Quelques jours après avoir affirmé qu’il s’en tenait à « son plan de match » et ne prévoyait pas remanier son Cabinet, le premier ministre Jean Charest a pourtant effectué un important remaniement ministériel hier.

La ministre Carole Théberge

Yves Séguin, jusqu’ici ministre des Finances, quitte le conseil des ministres et redevient simple député, ce qui était prévisible tant sa conception de l’État est apparue éloignée de celle du premier ministre, au cours des derniers mois. Le controversé ministre de l’Éducation, Pierre Reid, cède ce ministère à Jean-Marc Fournier pour assumer les fonctions de ministre des Services gouvernementaux. La ministre des Relations avec les citoyens et de l’Immigration, Michelle Courchesne, devient titulaire du ministère de l’Emploi et de la Solidarité sociale tandis que Carole Théberge dirigera le ministère de la Famille, des Aînés et de la Condition féminine. Contrairement à sa prédécesseure, la ministre Théberge a officiellement le titre de ministre de la Condition féminine. Les critiques des milieux féministes ont fini par être entendues. On se rappellera que lors de la formation de son Cabinet, en avril 2003, le premier ministre Charest avait tout simplement omis de nommer une ministre à la Condition féminine, indiquant ainsi l’importance toute relative qu’il accordait aux dossiers concernant les femmes québécoises.

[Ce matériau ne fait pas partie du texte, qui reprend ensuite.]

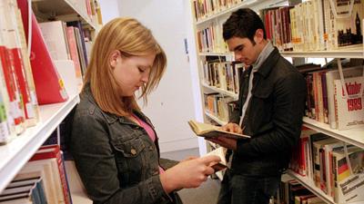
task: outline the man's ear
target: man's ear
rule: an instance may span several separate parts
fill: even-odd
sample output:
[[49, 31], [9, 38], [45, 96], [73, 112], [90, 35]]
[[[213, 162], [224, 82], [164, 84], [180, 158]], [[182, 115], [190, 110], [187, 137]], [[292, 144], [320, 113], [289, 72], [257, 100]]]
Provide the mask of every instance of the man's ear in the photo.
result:
[[120, 59], [120, 51], [113, 51], [110, 54], [109, 63], [112, 68], [116, 66], [117, 61]]
[[256, 34], [254, 35], [254, 42], [256, 44], [259, 44], [264, 40], [264, 32], [263, 29], [257, 29]]

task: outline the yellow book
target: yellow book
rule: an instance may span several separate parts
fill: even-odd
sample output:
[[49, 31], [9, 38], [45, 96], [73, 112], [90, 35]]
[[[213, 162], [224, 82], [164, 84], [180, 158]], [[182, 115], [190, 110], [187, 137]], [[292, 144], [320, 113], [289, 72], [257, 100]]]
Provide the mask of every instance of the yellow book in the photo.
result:
[[219, 130], [218, 126], [202, 123], [196, 121], [188, 121], [188, 124], [192, 131], [200, 137], [204, 138], [217, 138], [217, 137], [227, 137], [233, 139], [248, 139], [250, 138], [248, 135], [238, 134], [235, 132], [225, 131]]

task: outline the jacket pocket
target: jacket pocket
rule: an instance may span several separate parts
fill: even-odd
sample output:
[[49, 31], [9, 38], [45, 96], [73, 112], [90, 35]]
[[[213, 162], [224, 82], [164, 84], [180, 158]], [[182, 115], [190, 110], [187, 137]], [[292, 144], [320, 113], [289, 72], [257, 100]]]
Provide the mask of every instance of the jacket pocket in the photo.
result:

Le Cabinet Charest compte maintenant dix femmes sur 27 ministres, deux de plus que le précédent. La proportion de femmes n’est pas négligeable et il faut le souligner. Toutefois, excepté Monique Jérôme-Forget qui reste présidente du Conseil du Trésor et ministre responsable de l’Administration gouvernementale, les hommes détiennent les portefeuilles les plus importants (voir plus bas la composition du Cabinet). On ne retrouve que deux femmes sur les dix membres du nouveau comité des priorités. Deux des six comités ministériels seront présidés par des femmes. Le premier ministre Charest a retiré le poste de vice-premier ministre à Monique Gagnon-Tremblay pour le confier à Jacques Dupuis, en y ajoutant des responsabilités et du pouvoir.

Maintenir le cap, dit la Fédération des femmes du Québec

Dans un communiqué émis hier après-midi, la Fédération des femmes du Québec (FFQ) a dit accueillir favorablement la nomination de la nouvelle ministre de la Condition féminine, tout en rappelant que celle-ci aura des défis importants à relever. La ministre Théberge « devra s’assurer que le gouvernement du Québec poursuive son engagement en faveur de l’élimination de la discrimination sur la base du sexe, a déclaré Michèle Asselin, présidente de la FFQ. Notamment, elle devra s’assurer que le Secrétariat à la condition féminine et le Conseil du statut de la femme poursuivent leur mission distincte et spécifique. Elle devra également achever les travaux devant mener à l’adoption d’une politique et d’un plan d’action gouvernemental en matière de condition féminine. À propos du ministère de la Famille, des Aînés et de la Condition féminine, monsieur Charest a affirmé : "Ce ministère sera celui du mieux-être des personnes". Nous espérons ardemment qu’il sera aussi celui de la lutte contre les discriminations envers les femmes. En matière d’égalité des sexes, le travail est loin d’être accompli. Les inégalités actuelles ne sont pas résiduelles ou secondaires. En fait, elles sont fondamentales parce qu’elles affectent les femmes dans leur intégrité, dans leur dignité ou dans leur capacité économique ».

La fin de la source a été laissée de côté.